– Ты мне надоел, Хелхал! Я мог приниматься только за мелкие предприятия, да и то брат частенько становился у меня поперек дороги, когда враждебная сторона прибегала к его защите. Он обвинял меня в несправедливости. Долго переносил я это, хотя вся кровь кипела во мне от бешенства. Наконец, бог избавил меня от неприятной помехи. Еще раз поехал я к брату, чтобы уговорить его напасть на Византию, когда там боролись три партии. Победа казалась несомненной. Бледа отказал мне сначала холодно, а когда я принялся настаивать – он разгневался. «Хорошо же, – воскликнул я. – Я один пойду воевать!» – «Ты слишком слаб, – возразил он. «Вот увидим», – сказал я и повернулся, чтобы идти. Тут Бледа стал мне угрожать, и это погубило его. «Берегись! Не забывайся!» – грозно остановил он меня. «Видя твою дикую жадность, я уже давно раскаиваюсь, что уступил тебе половину отцова наследства. Живи мирно, иначе я спрошу твоих гуннов, нельзя ли мне и теперь воспользоваться правом первородства. Посмотрим, не согласятся ли твои подданные лучше жить в мире под моим кротким управлением, чем постоянно сражаться с соседями, покоряясь твоему дикому произволу и твоей нагайке». Эти неожиданные слова ошеломили меня, а Бледа с гордой осанкой вышел из комнаты. Сначала я онемел от бешенства, но потом испустил дикий крик и помчался из лагеря брата в дунайский лес. Едва успел я достичь своего жилища на реке Тиссе, как у меня открылась горячка. На следующую ночь я видел сон…
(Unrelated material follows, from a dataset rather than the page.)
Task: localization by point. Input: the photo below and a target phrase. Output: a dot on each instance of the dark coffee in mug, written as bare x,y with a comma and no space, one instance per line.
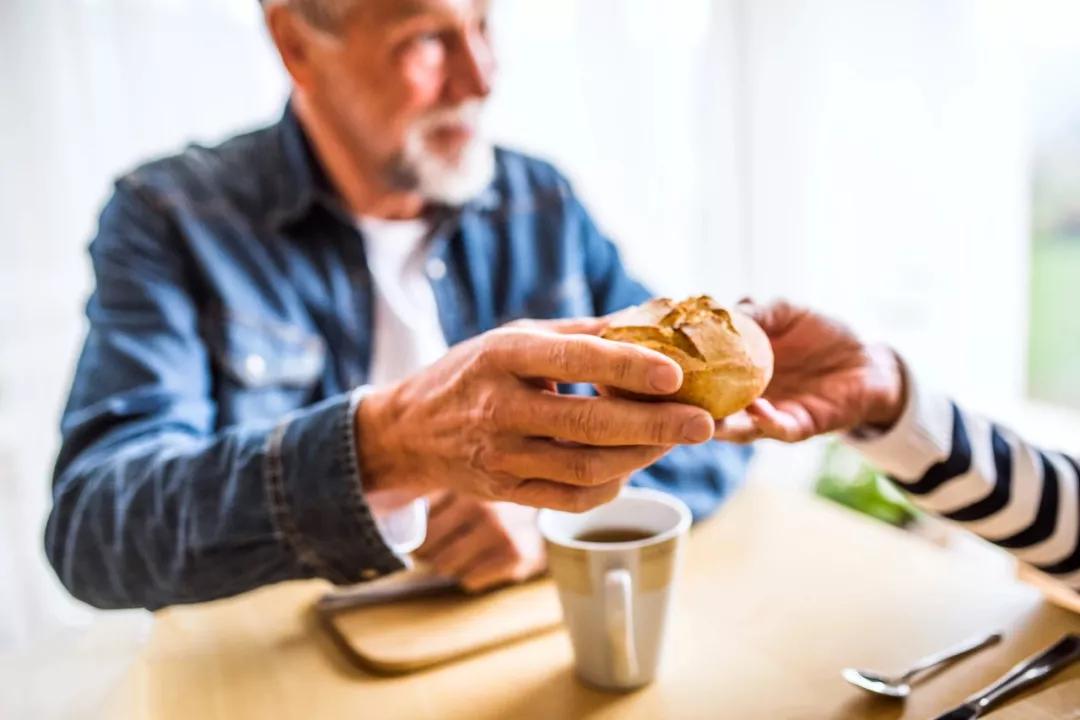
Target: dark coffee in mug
613,535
Аттила умолк, глубоко перевел дух и закончил торжественным тоном:
– Этот сон решил его судьбу, а вместе с тем мою и тысяч других народов.
XXII
– Мне снилось: неведомая сила внезапно подняла меня с моей постели, унесла из палатки и я полетел вверх, словно подхваченный вихрем. Так поднимался я все выше и выше до самых звезд, а оттуда опустился на вершину высочайшей на земле горы. До тех пор меня окутывал мрак, теперь же стало светло. И я увидел под собою, в кровавых тучах утреннего солнца, все страны земли. Реки извивались внизу серебристыми лентами. Я окидывал глазами всю вселенную от востока до запада: от родины моих предков в солончаковых степях до столпов Геркулеса, который, как говорят, покорил себе весь мир. Я видел вселенную от полночных стран, где море, скованное льдом, омывает застывшими волнами ледовитый берег, до полуденных, где желтоватый король вандалов разъезжает по трепещущему Карфагену в золотой колеснице на ослепленных львах. И я увидел жизнь народов и их правителей во всех этих странах. Они озабоченно суетились, словно муравьи. Но вдруг я испугался. Солнце затуманилось, потому что перед ним и мною встала громадная, страшная фигура великана. Его железные стопы опирались на низменность под горою, а голова терялась в облаках. Таким образом, мне видна была только его грудь, защищенная панцирем, и шея. По временам в облаках пробегала молния: то был пламенный взгляд его глаз, перед которым я был вынужден опускать свои веки. Его лицо было закрыто, о верхушка шлема торчала из-за облаков, сверкая, как расплавленное золото. И я знал этого великана, догадывался, кто он такой. То был Пуру, верховное божество гуннов, страшный бог войны.
Хелхал содрогнулся. Он скрестил на груди руки и прошептал:
– Будь милостив к нам, Пуру, страшный бог!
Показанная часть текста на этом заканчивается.